A team of scientists from the University of Illinois at Urbana-Champaign and Mayo Clinic have designed a unique type of molecular probe that can measure and count RNA in cells and tissue without organic dyes. The probe is based on the conventional fluorescence in situ hybridization (FISH) method, but it depends on compact quantum dots to illuminate molecules and diseased cells instead of fluorescent dyes.
Over the last five decades, FISH has advanced into a multi-billion-dollar industry because it successfully images and counts RNA and DNA in single cells. However, FISH has its limits because of the delicate nature of the dyes. For instance, the dyes quickly deteriorate and are not very efficient at imaging in three dimensions. Furthermore, conventional FISH can only read out a couple of DNA or RNA sequences at a time.
By replacing dyes with quantum dots, there are no stability issues whatsoever and we can count numerous RNAs with higher fidelity than before. Moreover, we uncovered a fundamental limit to the size of a molecular label in cells, revealing new design rules for analysis in cells.
Andrew Smith, associate professor of Bioengineering and member of the research team
In their recent paper, published October 26th, 2018, in the online edition of Nature Communications, Smith and his team identified an ideal size for quantum dots that would effectively work with the FISH protocol.

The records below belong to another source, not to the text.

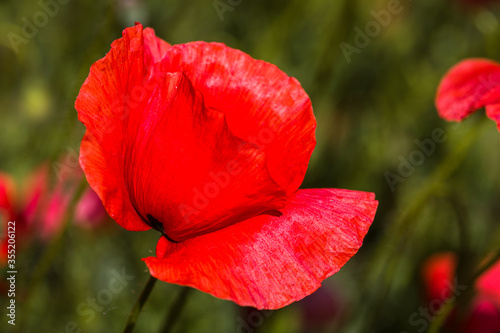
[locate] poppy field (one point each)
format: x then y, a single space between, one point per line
250 166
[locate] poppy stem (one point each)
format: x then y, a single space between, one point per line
175 310
139 304
448 307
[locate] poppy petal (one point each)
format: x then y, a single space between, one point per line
469 85
262 104
186 170
270 261
116 84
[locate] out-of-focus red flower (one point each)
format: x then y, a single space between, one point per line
89 211
209 146
20 207
468 86
483 315
37 209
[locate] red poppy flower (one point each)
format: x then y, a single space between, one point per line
483 315
468 86
210 146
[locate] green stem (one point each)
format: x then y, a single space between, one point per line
384 261
136 310
175 310
440 318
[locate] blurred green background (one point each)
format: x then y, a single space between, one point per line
370 108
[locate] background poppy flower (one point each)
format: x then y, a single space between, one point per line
20 207
468 86
210 146
89 211
483 314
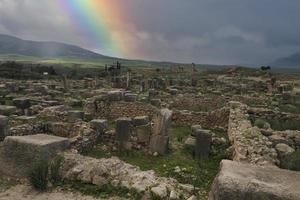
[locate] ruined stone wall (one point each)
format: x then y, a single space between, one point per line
115 109
248 143
215 119
272 114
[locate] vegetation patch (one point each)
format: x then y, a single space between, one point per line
292 161
178 164
38 175
104 191
5 184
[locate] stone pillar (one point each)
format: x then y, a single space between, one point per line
124 130
159 141
99 125
74 115
3 127
142 129
203 143
23 104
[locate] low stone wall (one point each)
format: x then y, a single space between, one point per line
248 143
115 109
116 172
272 114
244 181
215 119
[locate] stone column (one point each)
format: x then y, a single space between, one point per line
159 141
124 130
3 127
203 143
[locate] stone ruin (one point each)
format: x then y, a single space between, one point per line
254 172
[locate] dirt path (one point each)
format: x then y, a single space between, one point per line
23 192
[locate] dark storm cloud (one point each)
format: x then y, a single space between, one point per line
203 31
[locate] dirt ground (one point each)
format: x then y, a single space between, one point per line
24 192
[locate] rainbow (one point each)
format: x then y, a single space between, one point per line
101 22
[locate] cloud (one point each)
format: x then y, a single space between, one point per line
206 31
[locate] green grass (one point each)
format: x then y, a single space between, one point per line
5 184
105 191
199 173
295 109
292 161
277 124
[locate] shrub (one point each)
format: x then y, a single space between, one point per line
292 161
260 123
38 175
54 176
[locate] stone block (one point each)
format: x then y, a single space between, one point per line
99 125
23 151
124 130
116 95
22 103
3 127
74 115
7 110
203 143
159 144
140 120
162 122
237 181
194 129
129 97
143 133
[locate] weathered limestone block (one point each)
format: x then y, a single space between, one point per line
129 97
7 110
99 125
114 170
237 181
74 115
3 127
162 122
159 144
155 102
283 150
140 120
190 143
124 130
248 142
22 103
23 151
116 95
194 129
203 143
143 133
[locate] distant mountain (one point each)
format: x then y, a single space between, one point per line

This finding enabled quantum dot-based FISH to match the labeling accuracies presently obtained with organic dyes.
The team developed unique quantum dots that are composed of a zinc, cadmium, selenium, and mercury alloy and are coated with polymers. “The core of the dot dictates the wavelength of emission, and the shell dictates how much light will be given off,” said Smith, who is also affiliated with the Micro + Nanotechnology Lab, Carle Illinois College of Medicine, and Department of Materials Science and Engineering at the University of Illinois.

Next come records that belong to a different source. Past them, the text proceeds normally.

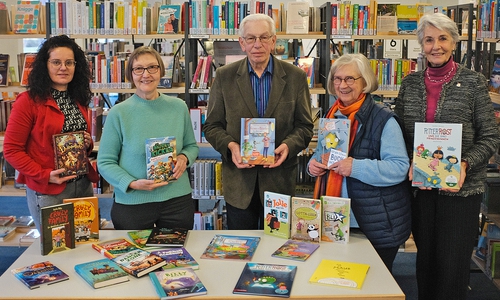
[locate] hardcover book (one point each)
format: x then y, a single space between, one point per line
86 218
139 262
101 273
70 153
296 250
340 273
57 228
36 275
336 219
277 214
231 247
266 280
177 283
306 219
258 140
161 158
437 155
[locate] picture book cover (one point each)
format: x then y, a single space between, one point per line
86 211
258 140
231 247
70 153
102 272
266 280
42 273
306 219
296 250
333 140
437 155
177 258
277 214
139 262
167 237
340 273
177 283
57 228
161 157
336 219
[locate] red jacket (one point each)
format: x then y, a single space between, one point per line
28 145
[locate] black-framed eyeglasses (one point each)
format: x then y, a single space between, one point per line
349 80
140 70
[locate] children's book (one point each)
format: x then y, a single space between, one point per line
57 228
70 153
167 237
177 283
86 218
340 273
277 214
161 158
258 140
296 250
266 280
139 262
333 139
437 155
231 247
306 219
102 272
36 275
336 219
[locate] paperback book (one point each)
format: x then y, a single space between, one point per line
266 280
101 273
437 155
36 275
231 247
258 140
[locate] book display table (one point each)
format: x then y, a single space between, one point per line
219 276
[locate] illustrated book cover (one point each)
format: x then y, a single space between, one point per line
167 237
258 140
36 275
333 140
177 258
161 157
340 273
231 247
277 214
336 219
296 250
306 219
437 155
86 211
70 153
177 283
139 262
57 228
102 272
266 280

Unlike the conventional quantum dots, these dots can release color autonomous of the size of the particle. The dots are also sufficiently small (7 nm) to fit on a probe that can move between proteins and DNA in a cell, rendering them more comparable in size to the dyes used in conventional FISH probes.
In experiments with HeLa cells and prostate cancer cells, the scientists discovered that dye-based FISH cell counts diminished quickly in minutes. The quantum dot-based FISH technique provided long-term luminescence to permit counting of RNA for over 10 minutes, making it possible to obtain 3D cell imaging.
This is important because images of cells and tissues are acquired slice-by-slice in sequence, so later slices that are labeled with dyes are depleted before they can be imaged.
This study is part of the Mayo Illinois Alliance in which engineers from Illinois work directly with clinicians and biologists from Mayo Clinic to address unresolved medical challenges. The Mayo Clinic Biomarker Discovery Group is aiming to create FISH-based diagnostics for tumor biopsies so as to enhance the accuracy of cancer diagnosis, to select tailored treatments, and to enhance prognoses. The QD-FISH methodology was formulated to meet this need for biomarker panels necessitating the analysis of many genetic changes in cells in tumors for which only small amounts of specimens may be available when obtained with a fine needle, as is typically the case in prostate cancer.
This work was supported by the Mayo-Illinois Alliance, National Institutes of Health, and the National Science Foundation. The full title of the paper is "Enhanced mRNA FISH with Compact Quantum Dots."
Besides Smith, the following Illinois Bioengineering researchers contributed to the research: Yang Liu, Phuong Le, Sung Jun Lim, Liang Ma, and Suresh Sarkar. Mayo Clinic collaborators include: Dr. Farhad Kosari, Stephen Murphy, John Cheville, and George Vasmatzis.